To work around this I propose a system where we keep track of references from source objects (issues, comments, or merge requests) to target objects (issues or merge requests). In this system, whenever a comment refers to an issue (regardless of its state or visibility) we store a reference in a table. When the target object is updated (e.g. the visibility is changed), we flush the cached Markdown of all referring objects (using the references table).
Let's say we start out with tracking references for issues, comments, and merge requests. To ensure these stables can be vacuumed and updated efficiently I would store data in separate tables. Thus, we end up with these tables:
Each column would have a foreign key with a cascading delete, ensuring references are removed automatically whenever a source or target object is removed. Of these tables the target ID columns need to be indexed using a regular index.
An index on the source column (issue_id for example) might also be needed, but
this depends a bit on how we write the queries used for flushing data. For
example, if we use
WHERE notes.id IN (SELECT note_id FROM note_references ...)
we probably don't need an index; but I'm not 100% sure.
In this system, if you update an issue you run the following SQL queries to flush any caches of referring objects:
UPDATE notes SET note_html = NULL WHERE EXISTS ( SELECT true FROM note_references WHERE target_issue_id = CURRENT-ISSUE-ID AND notes.id = note_references.note_id ); UPDATE issues SET title_html = NULL, body_html = NULL WHERE EXISTS ( SELECT true FROM issue_references WHERE target_issue_id = CURRENT-ISSUE-ID AND issues.id = issue_references.issue_id ); -- etc
This can be done using a Sidekiq job so the flushing doesn't impact response timings. Here each "source" collection (issues, merge requests, etc) would be a separate job, allowing flushing of data in parallel.
With a setup such as the above, once Markdown has been rendered all we need to do is:
- Check if there are any private references (we can track this in a separate boolean column)
- If so, redact these references if necessary. If not, just display the HTML as-is (without parsing it at all).
This in turn means that for the vast majority of resources (or at least comments) we don't need to do anything after the initial rendering phase.
Why not use polymorphic associations?
There are a few reasons for this:
- We end up storing more data in a single table, meaning vacuuming will have to process more (thus taking more time).
- Querying referring objects becomes more painful.
- We can not use foreign keys to enforce consistency and automatically remove referring objects when target objects are removed.
- Because all data is in a single table this means the data resides on the same
disk. Using separate tables allows you to store tables on separate disks,
which can be very useful for large tables (e.g. our
For vacuuming: consider having 1 million references. Storing all of this in a
single table means having to process 1 million tuples every time we vacuum.

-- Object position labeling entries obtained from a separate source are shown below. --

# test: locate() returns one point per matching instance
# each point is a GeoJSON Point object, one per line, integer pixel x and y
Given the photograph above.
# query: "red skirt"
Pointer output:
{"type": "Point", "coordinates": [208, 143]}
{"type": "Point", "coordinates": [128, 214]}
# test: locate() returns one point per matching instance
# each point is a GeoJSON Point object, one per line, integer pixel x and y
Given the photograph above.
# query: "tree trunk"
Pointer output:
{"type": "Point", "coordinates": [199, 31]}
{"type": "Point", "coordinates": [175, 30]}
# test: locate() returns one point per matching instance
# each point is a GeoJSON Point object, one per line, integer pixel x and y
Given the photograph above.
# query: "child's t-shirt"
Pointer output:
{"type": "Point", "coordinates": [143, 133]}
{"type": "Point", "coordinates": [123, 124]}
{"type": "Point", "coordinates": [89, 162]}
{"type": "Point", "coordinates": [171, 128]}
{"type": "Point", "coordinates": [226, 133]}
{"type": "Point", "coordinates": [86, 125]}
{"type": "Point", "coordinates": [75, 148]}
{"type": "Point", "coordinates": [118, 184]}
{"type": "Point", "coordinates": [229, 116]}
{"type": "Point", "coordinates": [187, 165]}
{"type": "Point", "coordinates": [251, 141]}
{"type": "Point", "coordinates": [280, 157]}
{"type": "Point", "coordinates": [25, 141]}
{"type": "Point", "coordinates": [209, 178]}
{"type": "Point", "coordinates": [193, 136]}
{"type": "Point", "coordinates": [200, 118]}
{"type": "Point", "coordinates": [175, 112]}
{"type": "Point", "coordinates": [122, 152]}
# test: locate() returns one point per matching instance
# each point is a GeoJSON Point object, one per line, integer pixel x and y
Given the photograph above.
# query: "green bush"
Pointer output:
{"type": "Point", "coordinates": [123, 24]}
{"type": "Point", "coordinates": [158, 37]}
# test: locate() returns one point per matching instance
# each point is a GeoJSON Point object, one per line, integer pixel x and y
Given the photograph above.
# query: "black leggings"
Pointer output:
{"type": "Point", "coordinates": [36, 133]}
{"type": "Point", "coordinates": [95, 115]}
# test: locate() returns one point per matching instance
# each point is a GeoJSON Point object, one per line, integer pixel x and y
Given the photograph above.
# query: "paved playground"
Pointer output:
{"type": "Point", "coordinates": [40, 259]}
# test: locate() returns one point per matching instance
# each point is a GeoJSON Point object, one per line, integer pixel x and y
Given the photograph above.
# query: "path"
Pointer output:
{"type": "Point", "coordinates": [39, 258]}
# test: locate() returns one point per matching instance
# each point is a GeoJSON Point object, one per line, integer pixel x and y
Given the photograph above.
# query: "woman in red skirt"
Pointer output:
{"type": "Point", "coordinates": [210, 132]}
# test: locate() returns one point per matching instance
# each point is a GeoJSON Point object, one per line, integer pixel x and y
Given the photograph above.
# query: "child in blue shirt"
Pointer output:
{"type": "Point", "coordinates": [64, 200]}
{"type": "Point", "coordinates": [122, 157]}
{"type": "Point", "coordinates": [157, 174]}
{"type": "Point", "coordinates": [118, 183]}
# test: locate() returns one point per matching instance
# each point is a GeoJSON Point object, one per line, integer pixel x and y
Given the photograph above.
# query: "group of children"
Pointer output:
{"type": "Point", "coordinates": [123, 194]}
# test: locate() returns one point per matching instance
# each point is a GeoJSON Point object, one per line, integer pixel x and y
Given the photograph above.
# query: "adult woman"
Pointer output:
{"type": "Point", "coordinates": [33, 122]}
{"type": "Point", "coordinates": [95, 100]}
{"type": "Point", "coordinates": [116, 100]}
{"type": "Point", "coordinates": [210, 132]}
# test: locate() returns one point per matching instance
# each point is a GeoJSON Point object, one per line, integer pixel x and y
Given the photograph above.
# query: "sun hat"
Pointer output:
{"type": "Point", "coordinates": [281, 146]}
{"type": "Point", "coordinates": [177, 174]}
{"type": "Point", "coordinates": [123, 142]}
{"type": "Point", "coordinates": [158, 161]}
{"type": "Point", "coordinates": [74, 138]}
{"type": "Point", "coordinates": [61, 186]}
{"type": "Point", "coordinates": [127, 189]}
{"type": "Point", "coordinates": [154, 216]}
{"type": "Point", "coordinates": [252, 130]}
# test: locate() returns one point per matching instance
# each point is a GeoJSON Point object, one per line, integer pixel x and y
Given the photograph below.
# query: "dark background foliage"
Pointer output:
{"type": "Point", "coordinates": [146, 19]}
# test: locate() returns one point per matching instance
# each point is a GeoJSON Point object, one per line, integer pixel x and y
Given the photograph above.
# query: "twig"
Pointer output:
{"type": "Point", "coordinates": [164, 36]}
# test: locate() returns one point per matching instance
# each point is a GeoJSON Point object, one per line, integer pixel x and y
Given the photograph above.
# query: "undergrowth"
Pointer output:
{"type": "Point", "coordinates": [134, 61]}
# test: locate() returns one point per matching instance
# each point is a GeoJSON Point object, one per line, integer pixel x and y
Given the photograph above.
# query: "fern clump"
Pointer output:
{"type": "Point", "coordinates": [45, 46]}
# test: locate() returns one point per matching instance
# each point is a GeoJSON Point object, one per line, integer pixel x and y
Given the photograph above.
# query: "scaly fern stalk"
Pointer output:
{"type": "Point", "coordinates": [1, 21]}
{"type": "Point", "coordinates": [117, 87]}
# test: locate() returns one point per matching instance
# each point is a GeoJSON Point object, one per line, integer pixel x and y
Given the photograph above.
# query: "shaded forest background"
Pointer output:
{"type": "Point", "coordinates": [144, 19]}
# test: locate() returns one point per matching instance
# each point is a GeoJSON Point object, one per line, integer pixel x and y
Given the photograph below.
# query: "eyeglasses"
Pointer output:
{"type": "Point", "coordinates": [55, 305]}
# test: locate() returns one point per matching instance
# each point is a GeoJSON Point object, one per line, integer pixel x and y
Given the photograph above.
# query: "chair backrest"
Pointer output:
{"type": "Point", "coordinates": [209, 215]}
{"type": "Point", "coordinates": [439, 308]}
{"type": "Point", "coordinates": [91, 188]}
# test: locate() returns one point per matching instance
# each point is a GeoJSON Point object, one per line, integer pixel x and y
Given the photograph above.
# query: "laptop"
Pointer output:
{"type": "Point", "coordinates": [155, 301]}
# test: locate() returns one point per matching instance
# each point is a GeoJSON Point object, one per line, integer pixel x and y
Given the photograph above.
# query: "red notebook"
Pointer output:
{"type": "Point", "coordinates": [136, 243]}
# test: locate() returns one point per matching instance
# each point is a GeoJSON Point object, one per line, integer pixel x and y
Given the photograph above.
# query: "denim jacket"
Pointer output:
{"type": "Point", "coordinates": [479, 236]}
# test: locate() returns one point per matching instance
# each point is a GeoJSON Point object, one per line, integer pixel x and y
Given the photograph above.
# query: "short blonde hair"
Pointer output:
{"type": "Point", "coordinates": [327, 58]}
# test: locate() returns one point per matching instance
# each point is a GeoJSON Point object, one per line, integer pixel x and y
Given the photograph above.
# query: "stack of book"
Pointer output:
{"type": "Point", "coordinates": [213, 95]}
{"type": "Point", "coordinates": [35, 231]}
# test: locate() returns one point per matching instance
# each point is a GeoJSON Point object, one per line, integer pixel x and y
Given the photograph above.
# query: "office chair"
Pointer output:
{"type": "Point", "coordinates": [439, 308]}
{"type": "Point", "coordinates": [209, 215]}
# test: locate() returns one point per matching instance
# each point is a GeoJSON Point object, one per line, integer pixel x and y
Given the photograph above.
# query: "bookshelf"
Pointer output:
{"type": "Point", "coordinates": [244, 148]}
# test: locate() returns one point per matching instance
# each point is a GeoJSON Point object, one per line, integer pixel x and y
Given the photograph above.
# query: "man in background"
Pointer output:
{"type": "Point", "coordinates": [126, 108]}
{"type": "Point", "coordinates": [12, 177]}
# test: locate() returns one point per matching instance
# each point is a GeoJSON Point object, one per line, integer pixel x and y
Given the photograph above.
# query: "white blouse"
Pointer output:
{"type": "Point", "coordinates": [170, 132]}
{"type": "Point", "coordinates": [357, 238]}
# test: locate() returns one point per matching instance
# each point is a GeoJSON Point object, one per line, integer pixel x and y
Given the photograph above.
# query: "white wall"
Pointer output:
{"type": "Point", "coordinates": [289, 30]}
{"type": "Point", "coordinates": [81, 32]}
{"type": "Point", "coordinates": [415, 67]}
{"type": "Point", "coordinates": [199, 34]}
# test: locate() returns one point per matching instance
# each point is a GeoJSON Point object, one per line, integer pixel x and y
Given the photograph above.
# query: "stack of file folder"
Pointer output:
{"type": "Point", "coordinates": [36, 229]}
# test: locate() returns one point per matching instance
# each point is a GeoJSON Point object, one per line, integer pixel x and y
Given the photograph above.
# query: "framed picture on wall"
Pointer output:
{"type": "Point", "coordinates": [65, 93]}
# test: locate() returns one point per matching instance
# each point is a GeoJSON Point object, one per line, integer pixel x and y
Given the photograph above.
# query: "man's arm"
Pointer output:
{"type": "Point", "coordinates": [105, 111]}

Storing this data in separate tables means we have
1 million / n-tables tuples
per table. Since different tables can be vacuumed in parallel this reduces the
total time spent vacuuming.
For querying: consider the following query to flush the cache of referring notes:
UPDATE notes SET note_html = NULL WHERE EXISTS ( SELECT true FROM note_references WHERE target_issue_id = CURRENT-ISSUE-ID AND notes.id = note_references.note_id );
Now compare this with the polymorphing equivalent:
UPDATE notes SET note_html = NULL WHERE EXISTS ( SELECT true FROM note_references WHERE target_id = CURRENT-ISSUE-ID AND target_type = 'Issue' AND notes.id = note_references.note_id );
There are a few problems with this:
- In our current setup we store class names for target types, meaning we can basically never rename them without writing a large migration.

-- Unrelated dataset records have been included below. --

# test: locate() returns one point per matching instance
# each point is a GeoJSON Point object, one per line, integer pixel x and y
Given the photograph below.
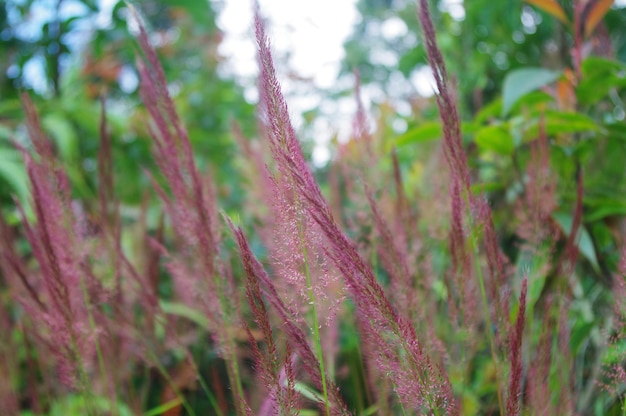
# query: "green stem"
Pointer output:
{"type": "Point", "coordinates": [483, 293]}
{"type": "Point", "coordinates": [316, 327]}
{"type": "Point", "coordinates": [92, 324]}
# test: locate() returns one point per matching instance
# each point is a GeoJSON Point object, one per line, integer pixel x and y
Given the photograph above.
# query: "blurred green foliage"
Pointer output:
{"type": "Point", "coordinates": [66, 58]}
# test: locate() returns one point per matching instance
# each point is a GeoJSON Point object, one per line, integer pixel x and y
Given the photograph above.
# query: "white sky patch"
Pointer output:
{"type": "Point", "coordinates": [311, 36]}
{"type": "Point", "coordinates": [423, 80]}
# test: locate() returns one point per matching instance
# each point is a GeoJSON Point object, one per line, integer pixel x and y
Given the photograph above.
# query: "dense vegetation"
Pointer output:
{"type": "Point", "coordinates": [181, 256]}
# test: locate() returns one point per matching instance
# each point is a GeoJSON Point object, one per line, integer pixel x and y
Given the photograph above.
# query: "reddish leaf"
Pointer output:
{"type": "Point", "coordinates": [598, 10]}
{"type": "Point", "coordinates": [551, 7]}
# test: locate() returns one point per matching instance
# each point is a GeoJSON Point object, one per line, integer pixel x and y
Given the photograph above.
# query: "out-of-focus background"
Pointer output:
{"type": "Point", "coordinates": [67, 53]}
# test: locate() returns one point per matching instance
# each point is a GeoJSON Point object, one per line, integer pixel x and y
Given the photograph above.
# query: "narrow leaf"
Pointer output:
{"type": "Point", "coordinates": [551, 7]}
{"type": "Point", "coordinates": [598, 10]}
{"type": "Point", "coordinates": [523, 81]}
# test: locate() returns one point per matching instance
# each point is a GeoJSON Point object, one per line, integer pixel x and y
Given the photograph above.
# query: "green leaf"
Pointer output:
{"type": "Point", "coordinates": [557, 122]}
{"type": "Point", "coordinates": [13, 172]}
{"type": "Point", "coordinates": [163, 407]}
{"type": "Point", "coordinates": [63, 134]}
{"type": "Point", "coordinates": [520, 82]}
{"type": "Point", "coordinates": [425, 132]}
{"type": "Point", "coordinates": [495, 138]}
{"type": "Point", "coordinates": [184, 311]}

- Querying requires another
- The target_type column probably will require another index.
- Foreign keys don't work with polymorphic associations, meaning we need to take care of removing referring objects ourselves (something PostgreSQL is much better at).
For foreign keys: there is no database that I know of that supports polymorphic
foreign keys. This means we need to manually remove referring objects (e.g.
delete_all method) when removing source objects. This has a
tendency to be very slow (e.g. it's currently almost impossible to remove a
project with a lot of events because of this), whereas foreign keys can handle
this very efficiently. Foreign keys also ensure references won't end up being
orphaned (a problem we have run into a lot in the past).
- For every reference of every referring object we insert 1 row. This means these tables can grow quite large (think millions and millions of rows).
- Migrating these tables (because of the above) will be a time consuming process. This means changes need to be done only when absolutely necessary.
- Flushing of caches has to be done using Sidekiq, as otherwise this could delay web response timings. This means the cache invalidation is eventually consistent. This however should be fine since caches are not critical data.
- We have to make sure that per object we only run a single INSERT for all references, and not one INSERT per reference.
- When a reference is removed we need to make sure any reference rows are removed.